Web (declares a global variable CurveFitting)

<script src="web/curve-fitting.js"></script>
<script>
const data = {
    x: [-5, -1.0, 1, 4, 5],
    y: [28.7, 3.2, 3.1, 18.8, 29],
};
const modelFunction = ([a, b]) => {
    return (x) => a * x * x + b;
};
const results = CurveFitting.levenbergMarquardt(
    data,
    modelFunction,
    {
        parameters: { initial: [4, 4] }
    }
);
console.log(results);
</script>

Module (web)

<script type="module">
  import {levenbergMarquardt} from './curve-fitting.mjs';
  const result = levenbergMarquardt(…);

With NodeJS, first install the dependency:

npm install --prod "@mytskine/curve-fitting"

Then import the ESM module:

import {levenbergMarquardt} from '@mytskine/curve-fitting';

or require the CommonJS package:

const {levenbergMarquardt} = require('@mytskine/curve-fitting/build/node/curve-fitting');

Then you can run your file with nodejs or bundle for the web…

Why this library?

I tried to use mljs/levenberg-marquardt, which is the only JS curve-fitting lib I could find. It's supposed to apply the Levenberg-Marquardt algorithm.
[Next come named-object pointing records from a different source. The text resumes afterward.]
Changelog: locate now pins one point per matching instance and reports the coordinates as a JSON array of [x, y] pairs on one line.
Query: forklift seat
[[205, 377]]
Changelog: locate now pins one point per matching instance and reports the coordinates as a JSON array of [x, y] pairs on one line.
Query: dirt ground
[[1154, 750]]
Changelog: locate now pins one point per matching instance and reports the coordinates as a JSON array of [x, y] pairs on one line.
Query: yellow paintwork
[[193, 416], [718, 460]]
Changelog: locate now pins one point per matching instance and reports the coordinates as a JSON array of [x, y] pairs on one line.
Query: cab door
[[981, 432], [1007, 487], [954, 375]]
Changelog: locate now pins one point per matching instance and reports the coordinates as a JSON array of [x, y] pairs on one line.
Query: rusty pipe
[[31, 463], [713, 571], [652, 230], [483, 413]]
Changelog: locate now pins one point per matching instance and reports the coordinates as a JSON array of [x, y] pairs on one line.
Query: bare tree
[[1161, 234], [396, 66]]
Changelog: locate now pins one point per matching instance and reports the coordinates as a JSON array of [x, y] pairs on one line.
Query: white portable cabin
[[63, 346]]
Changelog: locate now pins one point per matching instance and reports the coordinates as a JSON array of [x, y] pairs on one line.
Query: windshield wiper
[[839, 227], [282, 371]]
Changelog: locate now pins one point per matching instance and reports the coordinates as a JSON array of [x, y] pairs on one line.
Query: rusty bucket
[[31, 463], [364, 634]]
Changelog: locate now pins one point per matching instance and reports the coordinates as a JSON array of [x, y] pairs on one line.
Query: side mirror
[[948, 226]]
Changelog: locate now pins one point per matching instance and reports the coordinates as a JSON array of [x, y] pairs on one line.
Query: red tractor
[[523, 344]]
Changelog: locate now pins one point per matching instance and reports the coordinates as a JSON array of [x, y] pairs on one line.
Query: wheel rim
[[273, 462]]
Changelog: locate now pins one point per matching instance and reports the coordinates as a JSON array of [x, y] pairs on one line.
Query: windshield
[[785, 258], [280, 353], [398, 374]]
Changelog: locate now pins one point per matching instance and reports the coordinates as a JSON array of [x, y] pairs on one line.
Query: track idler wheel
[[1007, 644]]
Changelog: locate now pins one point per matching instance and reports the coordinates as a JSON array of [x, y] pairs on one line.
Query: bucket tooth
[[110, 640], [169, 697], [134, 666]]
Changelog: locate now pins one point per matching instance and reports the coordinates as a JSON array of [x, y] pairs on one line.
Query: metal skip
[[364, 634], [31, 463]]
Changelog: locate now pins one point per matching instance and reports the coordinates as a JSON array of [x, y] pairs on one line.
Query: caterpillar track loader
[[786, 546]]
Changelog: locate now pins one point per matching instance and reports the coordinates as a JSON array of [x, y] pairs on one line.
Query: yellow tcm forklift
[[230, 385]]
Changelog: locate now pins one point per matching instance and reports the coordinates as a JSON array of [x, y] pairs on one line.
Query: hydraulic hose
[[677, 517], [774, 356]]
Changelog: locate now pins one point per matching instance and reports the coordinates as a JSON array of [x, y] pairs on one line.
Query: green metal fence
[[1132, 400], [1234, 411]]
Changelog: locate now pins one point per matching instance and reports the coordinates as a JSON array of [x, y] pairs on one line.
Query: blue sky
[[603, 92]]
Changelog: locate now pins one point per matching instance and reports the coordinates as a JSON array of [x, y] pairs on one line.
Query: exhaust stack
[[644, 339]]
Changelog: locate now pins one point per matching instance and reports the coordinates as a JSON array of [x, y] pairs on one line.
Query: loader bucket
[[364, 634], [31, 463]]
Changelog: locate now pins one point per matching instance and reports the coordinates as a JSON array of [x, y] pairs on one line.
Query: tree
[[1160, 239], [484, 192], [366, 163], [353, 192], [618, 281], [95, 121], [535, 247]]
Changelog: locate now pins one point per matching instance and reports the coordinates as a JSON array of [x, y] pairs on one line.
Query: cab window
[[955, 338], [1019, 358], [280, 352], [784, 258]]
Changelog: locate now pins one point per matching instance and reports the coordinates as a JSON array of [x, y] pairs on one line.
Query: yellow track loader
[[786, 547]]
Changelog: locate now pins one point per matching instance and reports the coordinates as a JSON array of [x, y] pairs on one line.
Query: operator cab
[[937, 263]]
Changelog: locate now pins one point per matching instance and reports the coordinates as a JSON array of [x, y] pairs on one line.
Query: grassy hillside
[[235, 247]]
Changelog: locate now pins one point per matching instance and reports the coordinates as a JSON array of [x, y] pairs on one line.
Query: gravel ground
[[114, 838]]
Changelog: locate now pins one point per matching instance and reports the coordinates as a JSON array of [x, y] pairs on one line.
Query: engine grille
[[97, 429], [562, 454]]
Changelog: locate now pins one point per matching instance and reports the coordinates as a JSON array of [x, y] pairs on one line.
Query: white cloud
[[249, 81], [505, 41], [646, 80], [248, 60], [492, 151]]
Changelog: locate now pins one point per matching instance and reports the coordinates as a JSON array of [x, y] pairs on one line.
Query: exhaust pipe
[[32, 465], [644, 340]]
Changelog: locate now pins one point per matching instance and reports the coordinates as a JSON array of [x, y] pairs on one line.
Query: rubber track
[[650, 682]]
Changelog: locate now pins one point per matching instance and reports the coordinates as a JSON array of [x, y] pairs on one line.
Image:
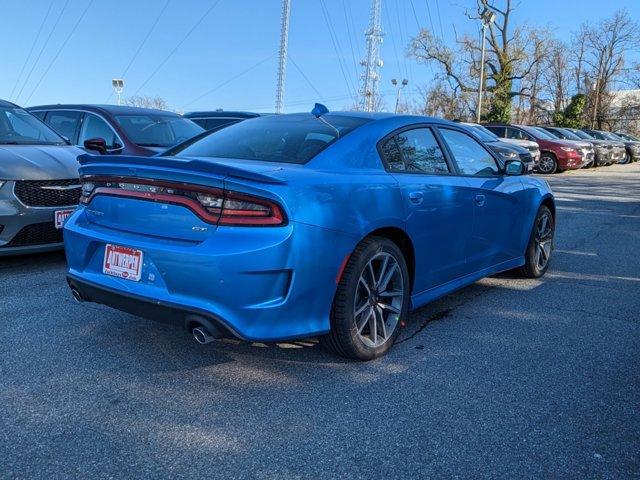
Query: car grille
[[36, 234], [48, 193]]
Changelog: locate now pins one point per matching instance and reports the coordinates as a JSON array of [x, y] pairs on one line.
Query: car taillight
[[222, 207], [239, 209]]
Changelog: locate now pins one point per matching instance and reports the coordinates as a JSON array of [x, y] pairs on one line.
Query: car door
[[498, 201], [438, 205]]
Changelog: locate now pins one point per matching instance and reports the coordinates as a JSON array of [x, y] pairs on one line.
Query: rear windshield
[[19, 127], [158, 130], [286, 138]]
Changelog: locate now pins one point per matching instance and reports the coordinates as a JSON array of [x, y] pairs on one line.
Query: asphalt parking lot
[[507, 378]]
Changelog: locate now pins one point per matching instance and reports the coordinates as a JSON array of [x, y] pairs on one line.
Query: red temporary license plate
[[122, 262], [60, 216]]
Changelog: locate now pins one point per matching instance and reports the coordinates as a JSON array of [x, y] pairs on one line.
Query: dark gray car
[[39, 185]]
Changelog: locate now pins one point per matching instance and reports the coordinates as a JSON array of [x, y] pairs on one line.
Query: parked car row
[[569, 148]]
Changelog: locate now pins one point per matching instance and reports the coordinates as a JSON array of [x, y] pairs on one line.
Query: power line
[[226, 82], [439, 20], [144, 41], [350, 35], [64, 44], [44, 45], [306, 78], [184, 38], [35, 41], [336, 48]]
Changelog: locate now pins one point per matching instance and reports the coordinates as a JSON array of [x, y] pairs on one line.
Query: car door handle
[[416, 197]]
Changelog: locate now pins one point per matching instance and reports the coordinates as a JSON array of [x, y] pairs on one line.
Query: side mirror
[[96, 144], [514, 168]]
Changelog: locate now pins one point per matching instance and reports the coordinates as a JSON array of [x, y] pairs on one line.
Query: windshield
[[628, 137], [484, 134], [157, 130], [538, 132], [19, 127], [611, 136], [286, 138], [582, 135], [568, 134]]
Most often, it failed with small real-world problems, meaning it could not find acceptable solutions, even for non-linear problems with 1 parameter and 10 points. GnuPlot found solutions in milliseconds with the LM algorithm. Only 3 out of 17 standard NIST problems were solved within a 100% tolerance on the χ².

I tried to fix it. It was better after fixing some bugs (no backstep when ρ is negative, lack of stopping conditions, etc), but it was still far from the expected results.

This implementation does pass the NIST tests (15 with a 1% tolerance and 2 with 3%). See https://mytskine.gitlab.io/curve-fitting-comparison/ for a detailed comparison.

Development

pnpm install
# In terminal 1
pnpm run watch
# In terminal 2
…modify the code
pnpm test

When updating the algorithm, check for regressions in quality or speed:

node build/tests/benchmark.js json > base.json
# Udpate the implementation, then …
node build/tests/benchmark.js compare base.json

Building

Releases and the "dist" branch contain JS builds of this library.

To build it yourself :

pnpm install
pnpm run build

In the commands above, replace pnpm with npm or whatever is your favorite JS package manager.